Recycling is one of those things that sounds good on the surface, but ends up having unintended consequences which may in fact be worse than the alternative.
Recycling has a lot of issues:
- in some cases the actual process of recycling can use more energy than it saves (although this is often disputed), especially in cases where recycled material is being shipped around the world so that it can be dumped on someone else
- often the material sent for recycling is never recycled at all
- costs have—in some cases—become unsustainable and numerous US cities have ended or scaled down recycling programs
- some believe that recycling is coming to an end altogether, which suggests we need to find a better way to manage waste
However, recycling does have some benefits. According to the EPA:
In 2017, the recycling, composting, combustion with energy recovery and landfilling of MSW saved over 184 million metric tons of carbon dioxide equivalent (MMTCO2E). This is comparable to the emissions that could be reduced from taking over 39 million cars off the road in a year.
Re-thinking waste #
The main issue with recycling is (and always has been) that it doesn’t get at the root of the cause: waste generation. Recycling may have it’s benefits, but it does nothing to discourage people from generating waste in the first place.
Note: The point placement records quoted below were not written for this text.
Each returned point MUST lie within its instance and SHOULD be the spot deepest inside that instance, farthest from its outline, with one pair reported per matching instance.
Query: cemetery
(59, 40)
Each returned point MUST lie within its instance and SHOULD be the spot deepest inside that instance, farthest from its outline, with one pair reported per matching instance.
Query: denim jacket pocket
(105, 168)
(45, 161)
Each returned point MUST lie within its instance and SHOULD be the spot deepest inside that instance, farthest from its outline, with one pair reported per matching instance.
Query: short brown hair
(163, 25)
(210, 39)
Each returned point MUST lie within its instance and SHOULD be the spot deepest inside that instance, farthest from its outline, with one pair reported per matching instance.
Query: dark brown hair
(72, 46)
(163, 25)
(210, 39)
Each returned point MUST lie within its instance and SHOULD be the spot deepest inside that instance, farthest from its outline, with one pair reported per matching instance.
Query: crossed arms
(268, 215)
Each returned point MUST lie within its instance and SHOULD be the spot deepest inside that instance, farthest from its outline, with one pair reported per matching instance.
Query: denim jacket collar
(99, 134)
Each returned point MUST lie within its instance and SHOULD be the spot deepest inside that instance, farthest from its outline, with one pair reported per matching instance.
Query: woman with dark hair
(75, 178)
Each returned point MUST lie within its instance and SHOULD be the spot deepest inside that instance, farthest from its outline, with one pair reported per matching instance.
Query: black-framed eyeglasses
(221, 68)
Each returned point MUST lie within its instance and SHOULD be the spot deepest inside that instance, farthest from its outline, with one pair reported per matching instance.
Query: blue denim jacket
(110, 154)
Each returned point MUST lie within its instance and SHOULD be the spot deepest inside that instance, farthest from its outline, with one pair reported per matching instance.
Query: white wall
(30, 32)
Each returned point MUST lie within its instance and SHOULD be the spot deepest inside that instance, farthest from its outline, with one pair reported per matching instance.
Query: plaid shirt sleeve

The biggest driver of waste is consumerism and throwaway culture. It’s difficult to repair consumer products, they aren’t build to last, and we’re constantly being bombarded with ads telling us to buy more and use our brains less.
Reduce #
The best thing people can do is focus on reducing consumption, which is at the top of the reduce -> reuse -> recycle funnel. Consumption reduction also has a number of knock-on benefits, such as making you a wealthier person and limiting the number of problems you have to deal with in life. Strategies to reduce consumption include:
- purchasing higher quality goods which are meant to last, rather than be replaced
- avoiding trendy items (like fashionable clothing), which make up a significant proportion of waste—I, for one, pretty much wear the same clothes every day and nobody has ever had an issue with it
- living in smaller homes to discourage filling them with junk and furniture that you don’t need
- living in smaller homes to reduce the amount of material needed and wasted for the home itself (also, there’s reduced heating, cooling, and lighting costs)
- living in cities that offer lots of transport options such that you don’t need to purchase automobiles (which are a massive source of waste: even though about 10 million cars are recycled per year, more cars are being sold which means there’s a lot of waste)
- living as close as possible to your workplace to reduce wear and tear on disposable items
Plus, if you think you feel smug about how good you are at recycling, you’ll be excited to know how absolutely amazing you’ll feel when you go around telling everyone about how little waste you’re generating.